Quincy leaders discussed implementing a new program geared toward helping citizens who are struggling with their utility bills. The program, called “Round-Up,” which was once called Project Help, could begin as soon as a minor survey is completed to determine how many citizens would participate in the program.

The city started a program in 2007, which was designed to help utility customers who have a financial need and are unable to/ pay their utility bill.

“We solicited the support of individuals, groups, organizations and businesses. As a result of Project Help, contributions were made in the form or cash, checks and monthly pledges which were added to the utility bills. The project has generated $9,500 in revenue since its inception. These funds are administrated by Capital Area Community Action Agency in addition to the city’s contribution,” said Ann Sherman, director of customer service.
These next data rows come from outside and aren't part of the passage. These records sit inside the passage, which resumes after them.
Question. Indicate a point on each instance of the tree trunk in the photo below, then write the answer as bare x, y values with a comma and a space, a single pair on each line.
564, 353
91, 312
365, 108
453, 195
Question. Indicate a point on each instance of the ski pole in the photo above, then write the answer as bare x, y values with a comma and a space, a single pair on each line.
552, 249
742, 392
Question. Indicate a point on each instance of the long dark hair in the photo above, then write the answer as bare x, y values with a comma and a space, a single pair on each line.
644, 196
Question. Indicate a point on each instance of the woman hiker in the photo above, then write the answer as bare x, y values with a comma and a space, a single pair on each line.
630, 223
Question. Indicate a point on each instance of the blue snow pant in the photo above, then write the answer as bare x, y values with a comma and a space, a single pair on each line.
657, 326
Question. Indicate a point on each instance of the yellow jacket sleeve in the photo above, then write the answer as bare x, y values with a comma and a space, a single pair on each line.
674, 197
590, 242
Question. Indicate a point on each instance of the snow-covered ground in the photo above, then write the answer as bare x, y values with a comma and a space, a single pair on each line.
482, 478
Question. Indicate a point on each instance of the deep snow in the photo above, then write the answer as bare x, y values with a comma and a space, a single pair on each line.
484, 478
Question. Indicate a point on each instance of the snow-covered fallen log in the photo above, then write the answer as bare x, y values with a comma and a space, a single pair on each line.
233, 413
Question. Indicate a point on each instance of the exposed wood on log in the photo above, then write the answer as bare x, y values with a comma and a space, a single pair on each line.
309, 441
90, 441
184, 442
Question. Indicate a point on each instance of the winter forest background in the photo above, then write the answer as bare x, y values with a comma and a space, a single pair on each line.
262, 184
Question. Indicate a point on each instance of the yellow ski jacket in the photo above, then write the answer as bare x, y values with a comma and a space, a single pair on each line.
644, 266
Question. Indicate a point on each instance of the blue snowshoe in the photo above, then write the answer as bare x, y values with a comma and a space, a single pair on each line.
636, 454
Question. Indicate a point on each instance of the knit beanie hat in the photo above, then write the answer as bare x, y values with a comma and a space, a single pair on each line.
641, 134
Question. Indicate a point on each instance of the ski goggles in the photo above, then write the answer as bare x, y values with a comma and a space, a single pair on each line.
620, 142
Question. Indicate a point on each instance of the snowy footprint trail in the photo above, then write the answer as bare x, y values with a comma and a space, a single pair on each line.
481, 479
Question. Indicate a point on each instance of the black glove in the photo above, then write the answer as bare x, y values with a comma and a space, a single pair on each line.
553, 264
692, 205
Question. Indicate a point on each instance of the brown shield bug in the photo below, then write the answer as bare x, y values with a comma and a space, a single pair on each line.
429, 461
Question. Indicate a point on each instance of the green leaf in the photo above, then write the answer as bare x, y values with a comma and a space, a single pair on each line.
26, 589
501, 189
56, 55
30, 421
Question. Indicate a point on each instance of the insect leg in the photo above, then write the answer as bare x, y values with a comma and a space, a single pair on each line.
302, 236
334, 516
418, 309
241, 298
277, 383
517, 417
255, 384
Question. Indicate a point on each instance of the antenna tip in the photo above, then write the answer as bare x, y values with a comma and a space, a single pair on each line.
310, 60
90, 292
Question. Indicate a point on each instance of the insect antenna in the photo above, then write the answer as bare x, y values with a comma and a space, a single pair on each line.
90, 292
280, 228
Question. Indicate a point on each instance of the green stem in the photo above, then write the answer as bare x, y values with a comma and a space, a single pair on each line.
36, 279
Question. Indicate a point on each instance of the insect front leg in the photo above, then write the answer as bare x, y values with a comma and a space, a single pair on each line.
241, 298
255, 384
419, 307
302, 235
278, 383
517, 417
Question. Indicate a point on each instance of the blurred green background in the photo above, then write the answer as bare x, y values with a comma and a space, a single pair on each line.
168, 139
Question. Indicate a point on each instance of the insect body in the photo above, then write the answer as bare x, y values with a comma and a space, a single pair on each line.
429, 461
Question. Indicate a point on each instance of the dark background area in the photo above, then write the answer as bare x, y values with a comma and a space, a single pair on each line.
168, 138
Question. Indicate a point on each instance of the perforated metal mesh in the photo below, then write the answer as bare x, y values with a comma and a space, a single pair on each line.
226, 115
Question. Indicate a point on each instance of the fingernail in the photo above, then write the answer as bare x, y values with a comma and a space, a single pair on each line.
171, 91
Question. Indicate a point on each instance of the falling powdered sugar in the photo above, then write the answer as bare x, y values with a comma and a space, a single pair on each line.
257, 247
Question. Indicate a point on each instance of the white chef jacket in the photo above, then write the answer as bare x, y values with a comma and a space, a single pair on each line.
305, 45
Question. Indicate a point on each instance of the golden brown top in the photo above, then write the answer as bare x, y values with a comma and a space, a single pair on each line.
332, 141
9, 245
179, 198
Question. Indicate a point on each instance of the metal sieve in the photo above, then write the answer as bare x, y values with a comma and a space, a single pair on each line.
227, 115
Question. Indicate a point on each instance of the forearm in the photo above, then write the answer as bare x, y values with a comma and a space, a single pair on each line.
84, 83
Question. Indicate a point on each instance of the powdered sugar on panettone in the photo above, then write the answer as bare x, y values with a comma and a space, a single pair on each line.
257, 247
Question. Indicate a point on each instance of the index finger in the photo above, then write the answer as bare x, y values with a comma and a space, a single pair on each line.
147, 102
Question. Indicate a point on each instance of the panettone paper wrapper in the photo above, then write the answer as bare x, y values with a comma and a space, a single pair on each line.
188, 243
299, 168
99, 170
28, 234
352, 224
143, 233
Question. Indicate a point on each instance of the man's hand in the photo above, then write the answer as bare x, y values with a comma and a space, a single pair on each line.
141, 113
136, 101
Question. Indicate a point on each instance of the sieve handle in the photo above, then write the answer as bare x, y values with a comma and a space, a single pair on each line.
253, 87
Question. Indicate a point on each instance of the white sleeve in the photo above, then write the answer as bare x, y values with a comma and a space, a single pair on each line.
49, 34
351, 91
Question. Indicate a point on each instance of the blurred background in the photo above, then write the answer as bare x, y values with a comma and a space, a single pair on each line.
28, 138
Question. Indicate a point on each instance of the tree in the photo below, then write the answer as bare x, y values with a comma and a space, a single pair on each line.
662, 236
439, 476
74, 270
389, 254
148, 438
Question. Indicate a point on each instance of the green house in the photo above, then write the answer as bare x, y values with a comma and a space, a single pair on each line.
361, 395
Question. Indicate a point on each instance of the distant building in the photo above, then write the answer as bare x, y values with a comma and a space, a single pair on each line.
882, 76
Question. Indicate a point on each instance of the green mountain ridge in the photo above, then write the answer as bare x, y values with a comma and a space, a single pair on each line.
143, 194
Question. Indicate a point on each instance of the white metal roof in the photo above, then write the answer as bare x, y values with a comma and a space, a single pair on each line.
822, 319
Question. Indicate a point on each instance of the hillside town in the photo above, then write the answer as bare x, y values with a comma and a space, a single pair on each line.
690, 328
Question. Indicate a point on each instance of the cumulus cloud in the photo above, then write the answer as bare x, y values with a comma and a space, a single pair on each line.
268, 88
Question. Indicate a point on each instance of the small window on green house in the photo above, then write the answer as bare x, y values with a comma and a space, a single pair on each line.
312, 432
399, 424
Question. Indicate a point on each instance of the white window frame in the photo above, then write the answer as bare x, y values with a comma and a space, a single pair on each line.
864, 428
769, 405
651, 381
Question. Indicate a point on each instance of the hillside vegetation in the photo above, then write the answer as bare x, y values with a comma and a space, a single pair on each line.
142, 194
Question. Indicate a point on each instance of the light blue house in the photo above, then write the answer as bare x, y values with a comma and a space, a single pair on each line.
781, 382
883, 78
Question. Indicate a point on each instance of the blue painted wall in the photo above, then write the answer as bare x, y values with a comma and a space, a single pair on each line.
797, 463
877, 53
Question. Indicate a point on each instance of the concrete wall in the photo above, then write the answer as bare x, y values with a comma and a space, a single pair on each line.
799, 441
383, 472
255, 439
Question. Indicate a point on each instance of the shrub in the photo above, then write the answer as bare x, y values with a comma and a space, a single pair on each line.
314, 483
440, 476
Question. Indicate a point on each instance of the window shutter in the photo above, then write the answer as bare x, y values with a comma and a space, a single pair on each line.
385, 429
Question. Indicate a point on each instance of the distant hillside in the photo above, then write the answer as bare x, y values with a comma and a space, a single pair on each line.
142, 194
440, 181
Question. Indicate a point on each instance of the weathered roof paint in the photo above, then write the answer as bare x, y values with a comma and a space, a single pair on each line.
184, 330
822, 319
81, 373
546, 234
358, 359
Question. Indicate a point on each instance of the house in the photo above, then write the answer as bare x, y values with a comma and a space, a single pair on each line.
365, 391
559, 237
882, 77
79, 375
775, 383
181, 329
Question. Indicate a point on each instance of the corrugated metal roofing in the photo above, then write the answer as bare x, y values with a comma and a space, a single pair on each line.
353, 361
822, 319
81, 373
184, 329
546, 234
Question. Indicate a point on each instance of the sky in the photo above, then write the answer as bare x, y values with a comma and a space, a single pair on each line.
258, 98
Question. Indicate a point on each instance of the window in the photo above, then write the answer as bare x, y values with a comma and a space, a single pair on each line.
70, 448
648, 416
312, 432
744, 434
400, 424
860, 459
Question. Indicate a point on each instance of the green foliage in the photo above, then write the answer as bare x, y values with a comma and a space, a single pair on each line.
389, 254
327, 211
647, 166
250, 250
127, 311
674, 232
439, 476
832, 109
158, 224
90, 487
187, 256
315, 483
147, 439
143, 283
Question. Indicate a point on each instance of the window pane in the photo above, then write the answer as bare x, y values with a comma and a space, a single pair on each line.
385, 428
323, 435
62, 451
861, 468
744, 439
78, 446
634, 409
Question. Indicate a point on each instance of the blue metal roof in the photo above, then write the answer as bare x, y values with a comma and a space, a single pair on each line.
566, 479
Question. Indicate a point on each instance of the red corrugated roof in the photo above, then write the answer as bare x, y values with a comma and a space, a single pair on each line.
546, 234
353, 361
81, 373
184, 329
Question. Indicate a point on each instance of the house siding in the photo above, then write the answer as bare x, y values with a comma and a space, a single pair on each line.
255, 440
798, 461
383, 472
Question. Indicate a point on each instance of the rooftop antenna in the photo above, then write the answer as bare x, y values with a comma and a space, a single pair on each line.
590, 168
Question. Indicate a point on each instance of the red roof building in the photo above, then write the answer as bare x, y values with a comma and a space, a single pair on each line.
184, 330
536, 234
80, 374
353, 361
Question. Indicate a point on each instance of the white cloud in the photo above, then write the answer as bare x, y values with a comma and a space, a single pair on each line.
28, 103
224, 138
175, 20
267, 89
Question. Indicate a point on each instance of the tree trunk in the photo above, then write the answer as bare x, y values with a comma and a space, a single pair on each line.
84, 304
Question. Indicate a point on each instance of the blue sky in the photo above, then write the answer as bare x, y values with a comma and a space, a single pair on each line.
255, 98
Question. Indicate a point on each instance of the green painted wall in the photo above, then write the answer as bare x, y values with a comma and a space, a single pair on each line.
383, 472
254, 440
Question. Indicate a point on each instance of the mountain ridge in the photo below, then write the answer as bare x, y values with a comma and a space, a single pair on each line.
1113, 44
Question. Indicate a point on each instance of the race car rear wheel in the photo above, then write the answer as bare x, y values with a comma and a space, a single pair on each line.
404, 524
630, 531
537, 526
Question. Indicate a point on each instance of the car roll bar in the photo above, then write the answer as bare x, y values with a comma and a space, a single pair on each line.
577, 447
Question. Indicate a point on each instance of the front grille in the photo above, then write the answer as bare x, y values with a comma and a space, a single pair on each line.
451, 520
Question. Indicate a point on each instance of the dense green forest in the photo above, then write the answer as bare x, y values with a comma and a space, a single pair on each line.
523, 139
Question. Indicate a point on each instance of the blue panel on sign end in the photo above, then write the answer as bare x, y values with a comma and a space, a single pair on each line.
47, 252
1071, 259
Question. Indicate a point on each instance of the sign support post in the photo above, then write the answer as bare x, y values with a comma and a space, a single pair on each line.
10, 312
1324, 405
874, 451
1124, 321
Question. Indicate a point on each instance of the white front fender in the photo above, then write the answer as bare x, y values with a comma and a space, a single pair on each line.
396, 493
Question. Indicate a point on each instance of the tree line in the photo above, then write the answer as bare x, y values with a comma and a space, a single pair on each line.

Sherman said her staff believes there is an ongoing need in this community to help families who truly have a need for such a program.

“We looked around the state to determine services that other municipalities are offering and found that a program that is in place in several municipalities and independents called ‘Round-Up,’” Sherman said.

Round-Up is a program that rounds up the utility bill to the nearest dollar. As an example, Sherman said, if a customer’s bill were $295.67, the bill would be rounded up to $296.00. The $.33 cents is the round-up amount that would be added to the bill and forwarded to CACCA. Each participant will be carefully screened and evaluated to ensure these funds are distributed to those in need.

To participate in the program, the city has a survey in place that can be completed by mail, telephone or in the office.
“The only thing the customer has to do is decide whether or not they want to participate. They can opt out at any time,” Sherman said.